Dois judeus sefarditas lêem a Torá: são cada vez menos a faz-lo, na Europa. Foto © Sagie Maoz/Wikimedia Commons
Um novo estudo do Institute for Jewish Policy Research, publicado esta semana, revela que a percentagem de judeus a residir na Europa diminuiu 60% desde 1970. A pesquisa recua até ao final do século XIX, em que 88% da população judaica mundial vivia no continente europeu, e mostra que, neste momento, o número corresponde a apenas 9%: a proporção mais baixa em 1000 anos.

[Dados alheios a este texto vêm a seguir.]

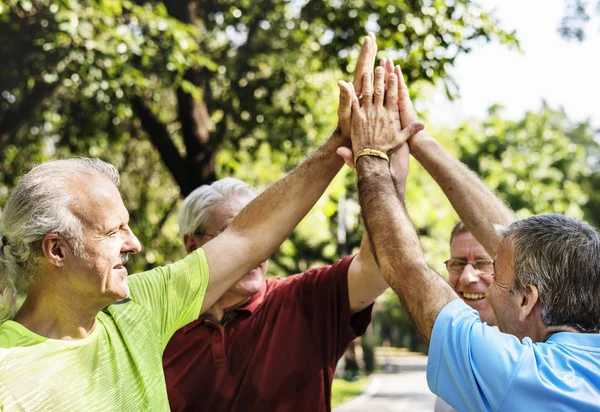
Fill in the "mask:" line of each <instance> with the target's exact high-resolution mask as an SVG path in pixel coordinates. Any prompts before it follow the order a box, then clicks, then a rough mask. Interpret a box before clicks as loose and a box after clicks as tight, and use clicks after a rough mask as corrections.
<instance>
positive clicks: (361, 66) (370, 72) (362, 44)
mask: <svg viewBox="0 0 600 412" xmlns="http://www.w3.org/2000/svg"><path fill="white" fill-rule="evenodd" d="M376 55H377V43H376V41H375V35H374V34H373V33H369V34H368V35H367V37H365V40H364V41H363V44H362V47H361V49H360V55H359V56H358V61H357V62H356V68H355V69H354V79H353V80H352V85H353V87H354V90H355V93H356V97H357V98H358V99H359V100H360V99H362V88H363V77H364V76H365V75H366V74H371V75H372V74H373V68H374V66H375V56H376ZM351 108H352V105H351V104H350V105H349V106H348V110H351ZM340 109H341V106H340V108H338V126H339V128H340V130H341V133H342V136H343V137H346V138H348V139H349V138H350V132H351V130H350V127H351V126H350V115H349V113H340Z"/></svg>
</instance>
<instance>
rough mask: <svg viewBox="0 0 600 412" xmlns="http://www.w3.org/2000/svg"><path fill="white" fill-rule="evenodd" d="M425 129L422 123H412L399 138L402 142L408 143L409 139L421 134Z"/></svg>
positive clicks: (408, 126)
mask: <svg viewBox="0 0 600 412" xmlns="http://www.w3.org/2000/svg"><path fill="white" fill-rule="evenodd" d="M424 128H425V125H423V123H421V122H412V123H410V124H409V125H408V126H406V127H405V128H404V129H402V131H401V132H400V133H399V138H400V140H401V141H402V142H406V141H407V140H408V139H410V138H411V137H413V136H414V135H416V134H417V133H419V132H420V131H421V130H423V129H424Z"/></svg>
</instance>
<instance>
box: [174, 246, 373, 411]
mask: <svg viewBox="0 0 600 412" xmlns="http://www.w3.org/2000/svg"><path fill="white" fill-rule="evenodd" d="M351 261H352V257H347V258H344V259H342V260H340V261H338V262H336V263H334V264H333V265H332V266H327V267H323V268H317V269H312V270H309V271H307V272H304V273H301V274H298V275H294V276H290V277H287V278H284V279H267V280H266V281H265V284H264V286H263V288H262V289H261V290H260V291H259V292H258V293H256V294H255V295H254V296H253V297H252V298H251V299H250V301H249V302H248V304H246V305H245V306H244V307H241V308H238V309H236V310H235V311H233V313H232V315H231V316H227V318H229V319H228V321H227V322H226V324H225V326H221V325H219V324H216V323H214V322H210V321H205V320H204V319H203V317H200V318H199V319H197V320H196V321H194V322H192V323H190V324H188V325H186V326H184V327H183V328H181V329H180V330H178V331H177V332H176V333H175V335H174V336H173V338H172V339H171V341H170V342H169V344H168V345H167V348H166V350H165V353H164V359H163V360H164V367H165V377H166V381H167V390H168V393H169V402H170V404H171V409H172V410H173V411H183V410H188V411H211V412H215V411H232V412H234V411H240V412H242V411H243V412H249V411H257V412H258V411H260V412H265V411H308V412H317V411H329V410H330V409H331V408H330V402H331V381H332V380H333V374H334V371H335V366H336V364H337V361H338V360H339V359H340V357H341V356H342V355H343V354H344V351H345V350H346V348H347V346H348V344H349V343H350V342H351V341H352V340H353V339H354V338H355V337H357V336H359V335H361V334H363V333H364V332H365V330H366V328H367V326H368V324H369V322H370V320H371V308H372V307H371V306H369V307H368V308H367V309H365V310H363V311H361V312H359V313H356V314H354V315H351V314H350V303H349V301H348V266H349V265H350V262H351Z"/></svg>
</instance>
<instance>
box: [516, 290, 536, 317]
mask: <svg viewBox="0 0 600 412" xmlns="http://www.w3.org/2000/svg"><path fill="white" fill-rule="evenodd" d="M538 300H539V299H538V290H537V286H535V285H531V284H529V285H527V286H526V287H525V290H524V291H523V292H521V307H520V313H519V320H520V321H521V322H524V321H525V320H526V319H527V317H528V316H529V315H530V314H531V312H532V311H533V308H535V305H536V304H537V303H538Z"/></svg>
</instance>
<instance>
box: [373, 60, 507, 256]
mask: <svg viewBox="0 0 600 412" xmlns="http://www.w3.org/2000/svg"><path fill="white" fill-rule="evenodd" d="M382 65H383V66H385V67H386V70H387V71H388V72H390V71H393V72H394V73H395V74H396V76H397V77H398V80H399V82H398V111H399V115H400V120H401V122H402V124H408V123H411V122H415V121H418V117H417V114H416V112H415V109H414V107H413V104H412V102H411V100H410V95H409V93H408V88H407V87H406V83H405V82H404V78H403V77H402V72H401V71H400V66H395V67H394V66H393V63H392V62H391V60H387V61H386V60H384V61H382ZM408 145H409V147H410V153H411V154H412V155H413V156H414V158H415V159H417V161H418V162H419V163H421V165H422V166H423V167H424V168H425V170H427V172H428V173H429V174H430V175H431V176H432V177H433V179H434V180H435V181H436V182H437V184H438V185H439V186H440V188H441V189H442V190H443V191H444V194H445V195H446V197H447V198H448V200H449V201H450V203H451V204H452V207H453V208H454V210H456V212H457V213H458V215H459V216H460V218H461V220H462V221H463V223H464V224H465V226H466V227H468V228H469V231H470V232H471V233H473V236H475V238H476V239H477V240H478V241H479V242H480V243H481V244H482V245H483V247H484V248H485V249H486V250H487V252H488V253H489V254H490V256H496V252H497V249H498V243H499V241H500V237H499V236H498V234H497V233H496V231H495V230H494V226H493V225H494V224H508V223H510V222H512V221H513V220H515V216H514V214H513V212H512V211H511V210H510V209H509V208H508V207H507V206H506V205H505V204H504V202H502V200H500V199H499V198H498V197H497V196H496V195H494V193H492V192H491V191H490V190H489V189H488V188H487V187H486V186H485V184H484V183H483V182H482V181H481V180H480V179H479V178H478V177H477V176H476V175H475V174H474V173H473V172H471V171H470V170H469V169H468V168H467V167H466V166H465V165H464V164H463V163H461V162H460V161H459V160H458V159H456V158H454V157H453V156H452V155H450V154H449V153H448V152H447V151H446V150H445V149H444V148H443V147H442V146H441V145H440V144H439V143H438V142H437V141H436V140H435V139H434V138H433V137H431V136H430V135H429V134H428V133H427V132H426V131H424V130H423V131H421V132H419V133H418V134H416V135H415V136H413V137H412V138H411V139H410V140H409V141H408Z"/></svg>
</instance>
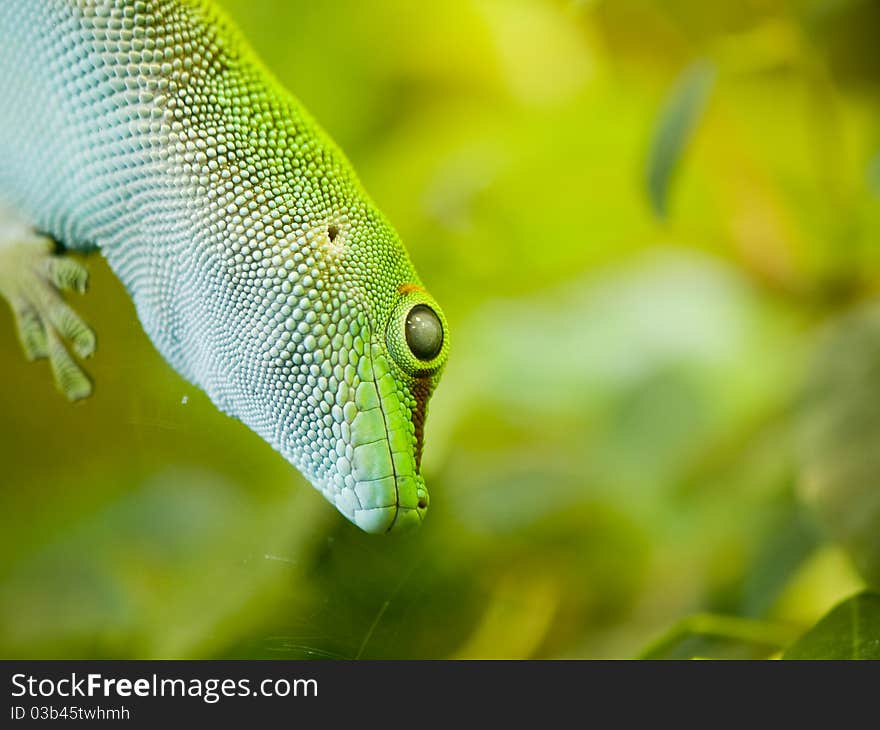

Intitulado “Os judeus na Europa na viragem do Milénio”, o estudo foi realizado por dois reconhecidos demógrafos judeus, o israelita Sergio DellaPergola e o russo Daniel Staetsky, e identificou 1,3 milhões de residentes na Europa continental, Reino Unido, Turquia e Rússia, que se descrevem como judeus. Em 1970, seriam 3,2 milhões.
Tal diminuição, depois da morte de cerca de seis milhões de judeus europeus durante o Holocausto, está ligada, sobretudo, à emigração de mais de 1,5 milhões de pessoas após a queda da Cortina de Ferro, sobretudo para os Estados Unidos da América.
O estudo foca o caso particular da Alemanha, onde a comunidade judaica se encontra em “estado terminal”. Mais de 40% dos 118 mil judeus que ali residem têm idade superior a 65 anos, e as crianças até aos 15 anos correspondem a menos de 10%. Essa realidade, semelhante à de países como a Rússia e a Ucrânia, “prenuncia altas taxas de mortalidade e um inevitável declínio populacional no futuro”, que já não tardará muito a chegar.
“A proporção de judeus residentes na Europa é quase a mesma que era na época do primeiro relatório da população judaica global, conduzido por Benjamin de Tudela, um viajante medieval judeu, em 1170”, indicam os autores do novo estudo, o mais abrangente de sempre alguma vez realizado no continente.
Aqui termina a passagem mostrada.